🤖 AI Summary
Automated ideological classification of news and political content in the U.S. two-party context remains challenging due to heavy reliance on large-scale manual annotations, poor generalizability, and inability to adapt to evolving ideological spectra.
Method: This paper proposes a few-shot, metadata-augmented approach leveraging large language models (LLMs), integrating source information, descriptive metadata, and cross-platform multimodal inputs (text + video descriptions).
Contributions/Results: First, it systematically investigates how metadata calibrates LLM-based ideological inference. Second, it introduces a label-balanced demonstration selection strategy to enhance robustness and generalizability of in-context learning (ICL) under dynamic ideological spectra. Third, it establishes a unified multimodal framework for heterogeneous platforms. Evaluated on three news and YouTube datasets, the method outperforms zero-shot baselines and conventional supervised models, achieving an average accuracy gain of 12.7%. Results validate the efficacy of metadata-driven, lightweight, and transferable ideological modeling.
📝 Abstract
The rapid growth of social media platforms has led to concerns about radicalization, filter bubbles, and content bias.
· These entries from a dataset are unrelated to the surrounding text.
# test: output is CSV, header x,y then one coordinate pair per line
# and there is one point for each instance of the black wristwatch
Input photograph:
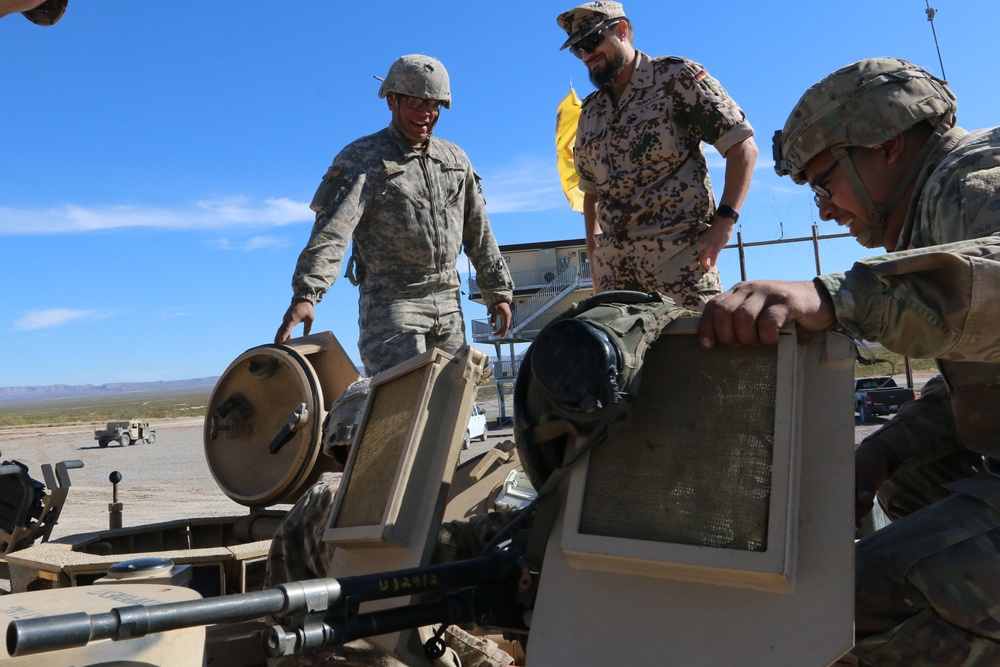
x,y
726,211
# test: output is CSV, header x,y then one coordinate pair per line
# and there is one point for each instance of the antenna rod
x,y
931,13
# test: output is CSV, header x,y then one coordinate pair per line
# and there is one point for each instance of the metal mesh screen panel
x,y
379,450
690,467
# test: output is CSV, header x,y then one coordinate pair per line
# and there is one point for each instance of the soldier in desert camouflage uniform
x,y
410,201
649,211
877,142
41,12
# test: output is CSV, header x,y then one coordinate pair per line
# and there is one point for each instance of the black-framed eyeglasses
x,y
591,41
819,185
419,102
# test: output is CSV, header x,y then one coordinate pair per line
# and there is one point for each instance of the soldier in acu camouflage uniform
x,y
877,142
410,201
649,211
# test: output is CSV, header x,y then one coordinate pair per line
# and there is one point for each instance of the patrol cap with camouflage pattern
x,y
581,21
863,104
47,13
417,75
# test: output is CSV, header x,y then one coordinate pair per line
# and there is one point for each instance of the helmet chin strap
x,y
413,138
871,235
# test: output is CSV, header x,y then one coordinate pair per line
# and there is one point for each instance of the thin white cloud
x,y
531,184
54,317
223,214
249,244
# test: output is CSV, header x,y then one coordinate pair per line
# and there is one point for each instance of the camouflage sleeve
x,y
941,302
492,274
922,431
705,110
337,215
588,181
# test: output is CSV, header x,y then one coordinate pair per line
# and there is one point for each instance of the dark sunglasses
x,y
418,102
819,185
590,42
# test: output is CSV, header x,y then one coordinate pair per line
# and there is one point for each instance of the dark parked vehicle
x,y
879,396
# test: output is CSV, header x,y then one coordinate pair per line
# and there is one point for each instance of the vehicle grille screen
x,y
693,465
379,450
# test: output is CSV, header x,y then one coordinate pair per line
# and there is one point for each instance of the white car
x,y
477,426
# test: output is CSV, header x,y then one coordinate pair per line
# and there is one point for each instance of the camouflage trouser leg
x,y
297,549
393,330
911,489
927,590
646,265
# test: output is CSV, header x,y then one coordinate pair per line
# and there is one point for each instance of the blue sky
x,y
157,158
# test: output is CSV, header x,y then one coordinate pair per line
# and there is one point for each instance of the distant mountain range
x,y
61,391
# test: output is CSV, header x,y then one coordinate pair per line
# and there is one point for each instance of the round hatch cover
x,y
263,426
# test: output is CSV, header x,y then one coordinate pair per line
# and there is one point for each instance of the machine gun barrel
x,y
311,600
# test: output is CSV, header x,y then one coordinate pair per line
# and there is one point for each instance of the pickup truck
x,y
879,396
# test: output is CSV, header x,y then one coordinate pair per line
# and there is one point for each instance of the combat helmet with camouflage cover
x,y
864,104
418,75
47,13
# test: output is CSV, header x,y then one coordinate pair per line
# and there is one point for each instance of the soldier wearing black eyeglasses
x,y
652,223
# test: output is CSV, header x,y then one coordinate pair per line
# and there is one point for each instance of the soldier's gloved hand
x,y
871,469
300,311
500,317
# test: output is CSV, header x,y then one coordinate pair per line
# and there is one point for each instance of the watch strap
x,y
726,211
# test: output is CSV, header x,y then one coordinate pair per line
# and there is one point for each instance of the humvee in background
x,y
125,433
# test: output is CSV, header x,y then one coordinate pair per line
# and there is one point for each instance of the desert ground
x,y
167,480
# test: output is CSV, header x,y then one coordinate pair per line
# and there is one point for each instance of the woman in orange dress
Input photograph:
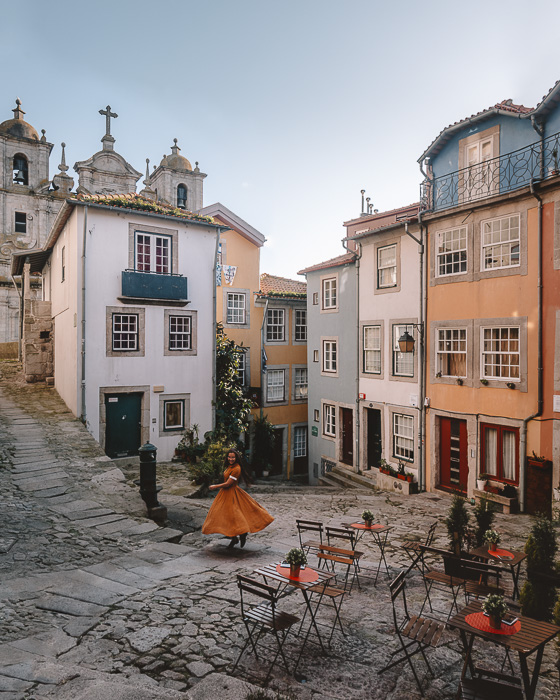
x,y
234,513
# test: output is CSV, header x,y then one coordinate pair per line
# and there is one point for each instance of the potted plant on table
x,y
296,559
492,538
368,517
495,607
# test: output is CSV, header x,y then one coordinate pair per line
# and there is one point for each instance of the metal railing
x,y
499,175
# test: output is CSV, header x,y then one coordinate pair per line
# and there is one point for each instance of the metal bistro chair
x,y
262,619
415,633
310,526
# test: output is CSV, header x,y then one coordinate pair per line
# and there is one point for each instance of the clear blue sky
x,y
290,107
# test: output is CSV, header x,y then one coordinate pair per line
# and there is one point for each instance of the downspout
x,y
83,341
522,483
421,355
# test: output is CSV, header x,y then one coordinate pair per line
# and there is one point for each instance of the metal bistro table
x,y
272,571
526,638
379,535
514,563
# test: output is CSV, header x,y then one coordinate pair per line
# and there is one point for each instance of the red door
x,y
453,463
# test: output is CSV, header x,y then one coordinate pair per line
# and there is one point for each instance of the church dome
x,y
175,161
17,127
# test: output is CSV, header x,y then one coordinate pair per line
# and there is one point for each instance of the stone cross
x,y
108,114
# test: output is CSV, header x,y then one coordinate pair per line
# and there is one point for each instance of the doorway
x,y
453,466
123,424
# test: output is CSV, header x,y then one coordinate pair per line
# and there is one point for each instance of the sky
x,y
290,107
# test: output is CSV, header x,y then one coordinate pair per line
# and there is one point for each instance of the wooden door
x,y
453,462
347,424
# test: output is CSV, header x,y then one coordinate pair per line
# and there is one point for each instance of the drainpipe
x,y
522,483
421,355
83,342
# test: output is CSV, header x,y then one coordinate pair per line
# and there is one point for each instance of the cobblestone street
x,y
97,601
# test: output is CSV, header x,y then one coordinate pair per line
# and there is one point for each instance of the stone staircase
x,y
340,477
Existing approaches to classifying ideology are limited in that they require extensive human effort, the labeling of large datasets, and are not able to adapt to evolving ideological contexts. This paper explores the potential of Large Language Models (LLMs) for classifying the political ideology of online content in the context of the two-party US political spectrum through in-context learning (ICL). Our extensive experiments involving demonstration selection in label-balanced fashion, conducted on three datasets comprising news articles and YouTube videos, reveal that our approach significantly outperforms zero-shot and traditional supervised methods. Additionally, we evaluate the influence of metadata (e.g., content source and descriptions) on ideological classification and discuss its implications. Finally, we show how providing the source for political and non-political content influences the LLM's classification.